- Active: 2014 — present
- Country: Russia (2014–present)
- Branch: Russian Ground Forces
- Type: Regiment
- Role: NBC Protection
- Part of: 58th Guards Combined Arms Army
- Garrison/HQ: Arkohskaya
- Engagements: Russo-Ukrainian War

= 40th NBC Regiment (Russia) =

The 40th Radiation, Chemical, and Biological Defense Regiment (40th RCR, military unit 16383) is a formation of the Radiation, Chemical, and Biological Defense Troops of the Armed Forces of the Russian Federation. The regiment was formed in 2014. The regiment is part of the 58th Combined Arms Army of the Southern Military District.

The regiment's permanent home base is Troitskaya, Republic of Ingushetia. Since December 2018, the regiment's permanent home base has been Military Town 1B, located in Arkhonskaya, Republic of North Ossetia-Alania.

==History==
The 40th Radiation, Chemical, and Biological Defense Regiment enables the 58th Combined Arms Army to perform the full range of radiation, chemical, and biological defense missions without the need for additional forces and assets. The unit includes radiation, chemical, and biological reconnaissance, special processing, aerosol countermeasure, and flamethrower units. The regiment can provide aerosol camouflage for troops and traverse contaminated terrain. Using automated dispensing stations, it can decontaminate weapons and special equipment contaminated with toxic substances.

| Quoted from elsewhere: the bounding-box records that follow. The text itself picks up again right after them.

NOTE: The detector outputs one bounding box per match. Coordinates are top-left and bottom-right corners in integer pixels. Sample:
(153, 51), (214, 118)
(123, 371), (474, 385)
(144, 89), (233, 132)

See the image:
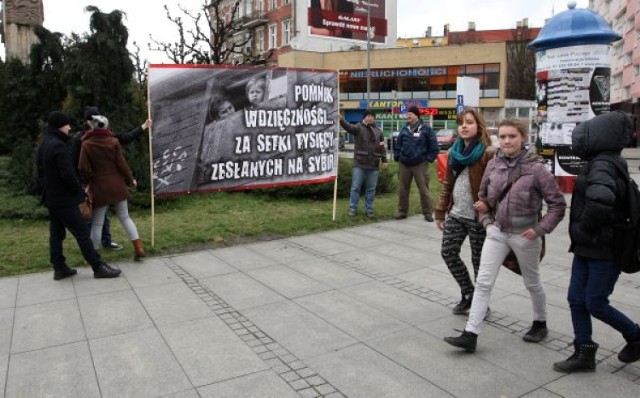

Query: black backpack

On December 31, 2014, a ceremony was held to present the new model of the Battle Banner to the newly formed radiation, chemical and biological defense unit of the Southern Military District.

==Subordinate units==
- 1st Battalion of Radiation, Chemical and Biological Defense
  - Radiation, chemical and biological reconnaissance company
  - 1st Special Processing Company
  - 2nd Special Processing Company
  - Support platoon
- 2nd Battalion of Radiation, Chemical and Biological Defense
- Flamethrower and aerosol countermeasures battalion
  - Aerosol countermeasures company
  - Flamethrower Company
  - Special vehicles company
  - Support platoon
- Evacuation and repair platoon
- Logistics Platoon
- Radio platoon
- Commandant's Platoon
- Medical center
- Laboratory
- Settlement and analytical group

==Equipment==
- BRDM-2RKhB
- RHM-4 (RHM-4-01)
- RHM-6
- UAZ-469 RX
- ARS-14 based on ZIL-31N
- ARS-14-KM based on KAMAZ-43114
- TOS-1
- TMS-T
- KLP-10
- RAG -2M
- PRHM -D
- TDA-2K (TDA-2M, TDA-M, TDA-3A)
- KDA
- KRPP-2
- UAZ 39621
- UAZ Patriot
- MTO-AT
- REM-KL

The regiment is equipped with approximately 200 units of weapons, automobiles and special equipment.